Затем он вспомнил, что видел в газетах сообщения о моем ранении. Он говорил об этом очень неопределенно и обратил мало внимания на мои заверения, что со мной все в порядке.

– Полагаю, сие означает, что пару дней никакого пинг-понга не будет, – сказал он с искренним, по всей видимости, сожалением. – Послушай, у тебя ведь были билеты на сегодняшнюю премьеру. Если ты не можешь пойти, то я...

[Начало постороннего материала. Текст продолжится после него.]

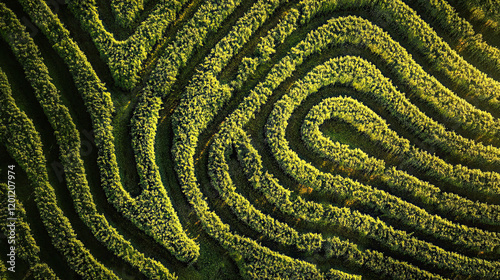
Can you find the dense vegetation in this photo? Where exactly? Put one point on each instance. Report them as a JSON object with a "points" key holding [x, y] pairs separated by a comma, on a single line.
{"points": [[266, 139]]}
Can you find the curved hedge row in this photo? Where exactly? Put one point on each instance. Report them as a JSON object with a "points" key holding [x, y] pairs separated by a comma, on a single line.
{"points": [[313, 212], [68, 139], [25, 245], [346, 70], [421, 36], [368, 123], [23, 143], [126, 58], [167, 232], [126, 11]]}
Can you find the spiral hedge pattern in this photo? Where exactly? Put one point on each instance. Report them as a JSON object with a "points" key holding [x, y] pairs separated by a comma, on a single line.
{"points": [[267, 139]]}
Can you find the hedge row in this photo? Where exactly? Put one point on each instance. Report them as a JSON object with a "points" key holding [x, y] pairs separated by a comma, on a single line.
{"points": [[420, 35], [273, 229], [367, 122], [352, 71], [25, 245], [313, 212], [157, 220], [23, 143], [68, 139], [126, 11], [190, 118], [126, 58]]}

– Мы пойдем. В любом случае, спасибо.

Он рассмеялся и, попрощавшись, положил трубку. Когда я вернулся в гостиную, официант убирал со стола. Гилд удобно устроился на диване. Нора говорила:

– ...приходится каждый год уезжать на рождественские праздники, поскольку те родственники, которые у меня еще остались, слишком всерьез относятся к Рождеству, и если мы дома, то либо они едут в гости к нам, либо мы вынуждены ехать в гости к ним, а Ник этого не любит.

В углу Аста лизала лапы.

– Я отнимаю у вас массу времени, – Гилд посмотрел на часы. – Мне не хотелось навязываться...

Я сел и сказал:

– Мы как раз подошли к самому убийству, не так ли?

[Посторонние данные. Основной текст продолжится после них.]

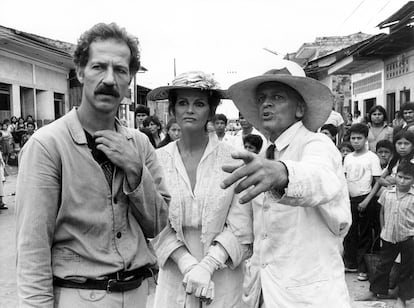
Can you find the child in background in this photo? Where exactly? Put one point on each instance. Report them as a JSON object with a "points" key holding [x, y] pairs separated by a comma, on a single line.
{"points": [[330, 130], [3, 206], [253, 143], [361, 168], [345, 148], [397, 224]]}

– Как раз. – Он расслабился и опять уселся на диван. – Это произошло в пятницу двадцать третьего в какое-то время до трех-двадцати пополудни, когда миссис Йоргенсен пришла туда и нашла ее. В известной степени трудно сказать, сколько времени она лежала там, умирая, прежде чем ее обнаружили. Мы знаем только, что с ней все было в порядке, и она ответила на телефонный звонок – с телефоном, кстати, тоже все было в порядке, – около половины третьего, когда секретарше позвонила миссис Йоргенсен; с ней по-прежнему ничего не случилось и около трех, когда звонил Маколэй.

– Я не знал, что миссис Йоргенсен звонила.

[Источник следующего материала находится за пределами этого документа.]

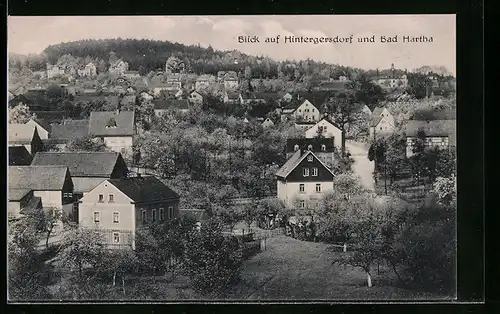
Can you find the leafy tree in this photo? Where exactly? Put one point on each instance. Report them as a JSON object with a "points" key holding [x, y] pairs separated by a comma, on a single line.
{"points": [[20, 114], [213, 261], [86, 144], [27, 270], [82, 248]]}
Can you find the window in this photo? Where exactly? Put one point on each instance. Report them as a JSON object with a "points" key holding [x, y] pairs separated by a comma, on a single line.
{"points": [[315, 172], [318, 188], [301, 188], [305, 172]]}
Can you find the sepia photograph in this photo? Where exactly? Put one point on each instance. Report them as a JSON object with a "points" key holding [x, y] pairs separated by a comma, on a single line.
{"points": [[231, 158]]}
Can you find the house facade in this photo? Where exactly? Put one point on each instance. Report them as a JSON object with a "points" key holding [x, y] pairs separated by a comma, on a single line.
{"points": [[306, 112], [43, 128], [195, 98], [115, 128], [437, 133], [89, 70], [119, 207], [327, 129], [25, 135], [88, 169], [323, 148], [382, 122], [118, 67], [303, 180], [53, 184]]}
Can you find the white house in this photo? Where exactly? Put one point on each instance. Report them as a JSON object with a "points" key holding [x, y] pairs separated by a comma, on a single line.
{"points": [[117, 208], [327, 129], [382, 122], [303, 180], [306, 112]]}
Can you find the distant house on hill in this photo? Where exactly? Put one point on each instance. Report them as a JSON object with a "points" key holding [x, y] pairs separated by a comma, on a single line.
{"points": [[67, 131], [231, 97], [268, 123], [162, 107], [203, 81], [19, 156], [131, 74], [118, 67], [437, 133], [89, 70], [115, 128], [382, 122]]}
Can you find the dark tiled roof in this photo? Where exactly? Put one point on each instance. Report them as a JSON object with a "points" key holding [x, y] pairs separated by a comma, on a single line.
{"points": [[375, 120], [17, 194], [21, 133], [124, 123], [289, 165], [50, 116], [333, 85], [171, 103], [70, 130], [19, 156], [81, 164], [432, 128], [144, 189], [41, 178], [315, 142], [434, 115]]}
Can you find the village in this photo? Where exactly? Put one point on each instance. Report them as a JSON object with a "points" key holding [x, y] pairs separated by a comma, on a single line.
{"points": [[148, 166]]}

– Это факт. – Гилд откашлялся. – У нас не было никаких подозрений на этот счет, вы понимаете, но мы проверили, потому что таков порядок, и от телефонистки в отеле "Кортлэнд" узнали, что около двух-тридцати она соединяла с квартирой секретарши миссис Йоргенсен.

– А что сказала миссис Йоргенсен?

– Сказала, что хотела узнать, где Уайнант, но Джулия Вулф ответила, что будто бы не знает, и тогда миссис Йоргенсен, полагая, что та лжет и что она сможет вытянуть из нее правду при личной встрече, спросила, может ли она заглянуть на минуту, и Джулия ответила: "Конечно". – Нахмурившись, Гилд посмотрел на мое колено. – В общем, она туда поехала и нашла секретаршу уже почти мертвой. Люди, проживающие в доме, не помнят, что видели, как кто-либо входил в квартиру Вулф или выходил из нее, но это и понятно. Кто угодно мог войти, выйти и остаться незамеченным. Пистолета там не было. Не было также никаких следов взлома, а к вещам в квартире никто не прикасался, как я и говорил. Я имею в виду, что квартиру, похоже, не обыскивали. На руке у нее было кольцо с бриллиантом стоимостью, по всей видимости, в несколько сотен, а в сумочке оказалось тридцать с чем-то долларов. Жильцы дома знают Уайнанта и Морелли – оба они частенько туда заходили, – но уверяют, что не видели ни того, ни другого довольно давно. Дверь на пожарную лестницу была заперта, а по самой лестнице, похоже, в последнее время не ходили. – Он повернул руки ладонями вверх. – Вот, пожалуй, и весь наш урожай.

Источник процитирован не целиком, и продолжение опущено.